Il 10 febbraio l’Italia celebra il Giorno del Ricordo, in memoria delle vittime delle foibe. Fino a pochi anni fa molte scuole “tralasciavano” i massacri avvenuti ai danni della popolazione italiana di Istria, Venezia Giulia e Dalmazia, durante ed immediatamente dopo la seconda guerra mondiale, per lo più compiuti dall’ Esercito popolare di liberazione iugoslavo, per concentrarsi maggiormente sulle vittime dei campi di concentramento.

Poi, il 30 marzo 2004, viene istituito il Giorno del Ricordo e si ricomincia a parlare degli eccidi scatenati da motivi etnici e politici soprattutto sulla popolazione italiana. Le vittime venivano gettate un buchi di natura carsica, chiamati proprio foibe.

Genova celebrerà il Giorno del Ricordo con tre appuntamenti. Alle ore 11.30 l’assessore comunale alla Cultura Andrea Ranieri e il presidente del Municipio Ponente Mauro Avvenente, all’area verde sovrastante il parcheggio di via della Maona, inaugureranno i Giardini “10 Febbraio – giorno del ricordo per le vittime delle foibe”.

Al Teatro della Gioventù si terranno le celebrazioni del Giorno del ricordo con l’intervento del presidente del consiglio regionale Rosario Monteleone.

Infine dalle ore 17 alle ore 19 in via XX Settembre ci sarà un presidio con volantinaggio al quale parteciperà il segretario provinciale di La Destra Gianni Bernabò Brea, con la collaborazione di Irene Maniscalco Dirigente della Gioventù Italiana.

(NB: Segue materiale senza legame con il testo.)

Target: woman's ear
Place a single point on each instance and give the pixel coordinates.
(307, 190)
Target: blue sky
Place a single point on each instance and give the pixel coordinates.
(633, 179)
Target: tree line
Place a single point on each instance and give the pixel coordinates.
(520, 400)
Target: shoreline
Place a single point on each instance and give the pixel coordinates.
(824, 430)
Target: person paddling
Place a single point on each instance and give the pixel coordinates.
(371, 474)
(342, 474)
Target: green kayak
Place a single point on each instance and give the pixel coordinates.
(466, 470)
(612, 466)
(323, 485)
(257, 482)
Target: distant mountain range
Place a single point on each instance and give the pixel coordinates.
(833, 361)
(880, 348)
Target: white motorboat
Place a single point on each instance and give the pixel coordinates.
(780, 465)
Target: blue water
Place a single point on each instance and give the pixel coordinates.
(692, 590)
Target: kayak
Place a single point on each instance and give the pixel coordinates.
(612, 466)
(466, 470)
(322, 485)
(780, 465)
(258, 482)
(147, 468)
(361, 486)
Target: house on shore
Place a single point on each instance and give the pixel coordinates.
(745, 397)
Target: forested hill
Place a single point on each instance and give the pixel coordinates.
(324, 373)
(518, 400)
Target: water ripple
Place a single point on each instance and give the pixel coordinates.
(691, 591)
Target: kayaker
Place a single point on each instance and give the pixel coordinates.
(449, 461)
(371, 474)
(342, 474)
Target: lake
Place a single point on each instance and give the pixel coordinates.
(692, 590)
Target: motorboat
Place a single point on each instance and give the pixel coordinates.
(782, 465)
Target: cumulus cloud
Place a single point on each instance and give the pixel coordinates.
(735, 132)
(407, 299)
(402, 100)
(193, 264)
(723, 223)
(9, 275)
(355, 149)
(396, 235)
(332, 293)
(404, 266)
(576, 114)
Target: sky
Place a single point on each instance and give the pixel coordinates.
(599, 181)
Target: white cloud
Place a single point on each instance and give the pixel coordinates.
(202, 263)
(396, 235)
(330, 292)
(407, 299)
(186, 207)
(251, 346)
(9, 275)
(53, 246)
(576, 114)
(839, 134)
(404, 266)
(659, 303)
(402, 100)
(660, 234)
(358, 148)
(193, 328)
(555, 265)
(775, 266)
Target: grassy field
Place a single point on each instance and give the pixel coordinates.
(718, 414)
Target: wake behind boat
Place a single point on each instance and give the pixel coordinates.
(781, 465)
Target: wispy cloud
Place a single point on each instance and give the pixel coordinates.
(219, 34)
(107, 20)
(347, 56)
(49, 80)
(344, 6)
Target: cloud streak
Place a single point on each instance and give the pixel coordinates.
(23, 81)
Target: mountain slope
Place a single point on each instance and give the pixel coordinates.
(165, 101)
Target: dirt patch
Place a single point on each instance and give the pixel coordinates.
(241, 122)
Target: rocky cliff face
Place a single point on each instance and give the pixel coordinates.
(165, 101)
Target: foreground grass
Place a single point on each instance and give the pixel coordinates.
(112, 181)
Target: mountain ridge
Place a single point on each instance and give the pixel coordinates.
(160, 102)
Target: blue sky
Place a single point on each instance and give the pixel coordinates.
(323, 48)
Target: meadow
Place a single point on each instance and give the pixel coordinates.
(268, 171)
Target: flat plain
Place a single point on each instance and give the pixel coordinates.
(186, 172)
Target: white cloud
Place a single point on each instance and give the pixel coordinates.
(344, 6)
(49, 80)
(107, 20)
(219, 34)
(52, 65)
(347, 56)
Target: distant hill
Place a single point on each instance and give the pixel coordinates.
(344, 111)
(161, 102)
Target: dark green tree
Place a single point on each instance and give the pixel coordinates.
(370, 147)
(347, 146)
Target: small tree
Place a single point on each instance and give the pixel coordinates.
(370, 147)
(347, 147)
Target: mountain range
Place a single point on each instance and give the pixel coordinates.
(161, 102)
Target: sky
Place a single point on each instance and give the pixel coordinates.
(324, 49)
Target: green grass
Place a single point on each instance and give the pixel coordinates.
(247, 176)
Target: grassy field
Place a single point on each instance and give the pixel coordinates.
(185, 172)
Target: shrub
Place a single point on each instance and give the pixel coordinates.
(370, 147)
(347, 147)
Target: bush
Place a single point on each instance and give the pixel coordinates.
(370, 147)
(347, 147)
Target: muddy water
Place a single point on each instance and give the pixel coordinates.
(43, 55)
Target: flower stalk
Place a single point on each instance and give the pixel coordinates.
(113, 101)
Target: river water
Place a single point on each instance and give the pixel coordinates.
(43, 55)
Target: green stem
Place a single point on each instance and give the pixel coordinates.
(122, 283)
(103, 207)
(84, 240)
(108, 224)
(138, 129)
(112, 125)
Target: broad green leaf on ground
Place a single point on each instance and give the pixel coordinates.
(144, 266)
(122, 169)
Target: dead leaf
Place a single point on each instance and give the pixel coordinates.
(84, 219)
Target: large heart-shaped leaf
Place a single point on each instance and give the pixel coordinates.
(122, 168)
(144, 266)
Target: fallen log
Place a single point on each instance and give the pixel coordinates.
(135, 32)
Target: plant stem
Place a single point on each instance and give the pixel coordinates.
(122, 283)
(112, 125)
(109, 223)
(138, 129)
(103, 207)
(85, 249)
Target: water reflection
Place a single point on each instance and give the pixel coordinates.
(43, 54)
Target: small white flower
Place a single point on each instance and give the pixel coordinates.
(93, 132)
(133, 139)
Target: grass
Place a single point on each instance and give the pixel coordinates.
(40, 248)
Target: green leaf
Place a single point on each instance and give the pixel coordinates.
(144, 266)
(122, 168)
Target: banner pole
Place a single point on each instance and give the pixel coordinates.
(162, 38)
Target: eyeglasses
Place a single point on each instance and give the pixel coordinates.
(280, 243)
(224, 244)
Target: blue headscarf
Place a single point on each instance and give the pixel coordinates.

Il presidente della Regione Claudio Burlando, rientrato da poche da Roma, ha voluto lasciare il suo pensiero sul Giorno del Ricordo all’interno della sua pagina su Facebook: “Oggi è il Giorno del Ricordo, in memoria delle vittime delle foibe e dell’esodo giuliano-dalmata. Il significato profondo di questa giornata è che non c’è nessuna ragione al mondo per non insegnare alle nuove generazioni l’orrore di crimini contro l’umanità, dovunque siano avvenuti. ‘Rinnovare l’impegno comune del ricordo, della vicinanza, della solidarietà’, come ha chiesto il presidente Napolitano”.